Today was the first day of the opening of the infamous and protected ARS mini season. Did anyone do any good? I'm not heading out until Sunday but the boat cruised without me today and only managed to slay the Cobes and Kings like usual. It's amazing how once the season opens up these pesky bastards know its hiding time :-[


----------



## TwoKids (Jan 2, 2013)

My crew went without me as well and despite the full moon they did good. Caught a total of 14 ARS (kept their limit of 7) and a monster cobia. No biggin ARS, all in the 7-15 range. The cobia was 75+. No grouper. Out of Ponce in 120'. Got checked by the man on the way in. P-lot at the ramp was slap full. They did say the bite shut off all at once around 1000. They were in shortly after noon.


----------



## AfterHours2 (Aug 2, 2010)

Well, today the VRO took a dump on us so the boats grounded until next week.
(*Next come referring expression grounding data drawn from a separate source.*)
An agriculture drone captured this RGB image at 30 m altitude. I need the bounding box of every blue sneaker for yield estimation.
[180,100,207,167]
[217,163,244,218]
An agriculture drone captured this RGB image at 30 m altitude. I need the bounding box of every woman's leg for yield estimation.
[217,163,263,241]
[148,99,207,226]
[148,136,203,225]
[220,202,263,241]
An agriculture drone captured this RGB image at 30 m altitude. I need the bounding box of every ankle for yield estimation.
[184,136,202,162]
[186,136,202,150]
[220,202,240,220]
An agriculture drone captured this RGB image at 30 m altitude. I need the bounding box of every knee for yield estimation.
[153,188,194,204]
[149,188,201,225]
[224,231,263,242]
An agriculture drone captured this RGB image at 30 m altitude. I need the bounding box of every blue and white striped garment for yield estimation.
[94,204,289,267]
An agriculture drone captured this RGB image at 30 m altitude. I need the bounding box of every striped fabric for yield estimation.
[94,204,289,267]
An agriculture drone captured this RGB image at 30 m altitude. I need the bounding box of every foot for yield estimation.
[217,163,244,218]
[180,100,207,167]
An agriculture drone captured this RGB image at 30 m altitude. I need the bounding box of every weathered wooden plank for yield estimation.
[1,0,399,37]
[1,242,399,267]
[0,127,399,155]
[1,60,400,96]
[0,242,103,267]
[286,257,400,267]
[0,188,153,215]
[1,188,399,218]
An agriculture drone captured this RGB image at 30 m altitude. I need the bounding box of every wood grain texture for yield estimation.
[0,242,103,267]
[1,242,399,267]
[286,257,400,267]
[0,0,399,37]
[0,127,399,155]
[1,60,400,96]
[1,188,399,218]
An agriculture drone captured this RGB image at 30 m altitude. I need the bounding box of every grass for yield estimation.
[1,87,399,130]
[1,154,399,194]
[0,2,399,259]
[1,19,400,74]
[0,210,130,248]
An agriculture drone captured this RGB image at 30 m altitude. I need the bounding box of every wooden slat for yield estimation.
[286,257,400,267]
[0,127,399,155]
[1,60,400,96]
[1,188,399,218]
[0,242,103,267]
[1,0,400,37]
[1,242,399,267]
Anyone heading out of east central tomorrow?


----------



## erussell (Mar 31, 2011)

We went NE out of Port Canaveral on Saturday, got our limit, smallest ARS we kept was 16lbs. Got a nice mid 20's gag and a solid scamp. Like posted above the fishing shut off at about 10:30 for us.


----------



## TwoKids (Jan 2, 2013)

Great family day out of ponce today, weather was perfect, ocean was like glass. Bite was hot all day in 120' and on fire between 1100-1200. Limited out on ARS (3 were over 15), had dolphin and AJs show up around the boat to keep the kids busy.  Also caught some nice size red grouper. While catching bait in the morning I snagged something I've never seen before, a mantis shrimp. It is an amazing looking creature.


----------



## AfterHours2 (Aug 2, 2010)

Nice job Twokids [smiley=1-thumbsup3.gif] [smiley=1-thumbsup3.gif]

Not as many reds here but the dolphin were out of canaveral too


----------



## cutrunner (Jun 8, 2010)

Did you eat the mantis shrimp?


----------



## TwoKids (Jan 2, 2013)

No. An Atlantic Sharpnose did. I'll tell you what, that joker wreaked havoc in the live well. It took out 3 pinfish while waiting his turn.


----------



## CurtisWright (May 9, 2012)

It was slick calm a few weekends ago. I managed to get the Fowl River 16 offshore for some micro snapper fishing. only stayed for about 15 min but we caught a 20lb red and then high tailed it back in.


----------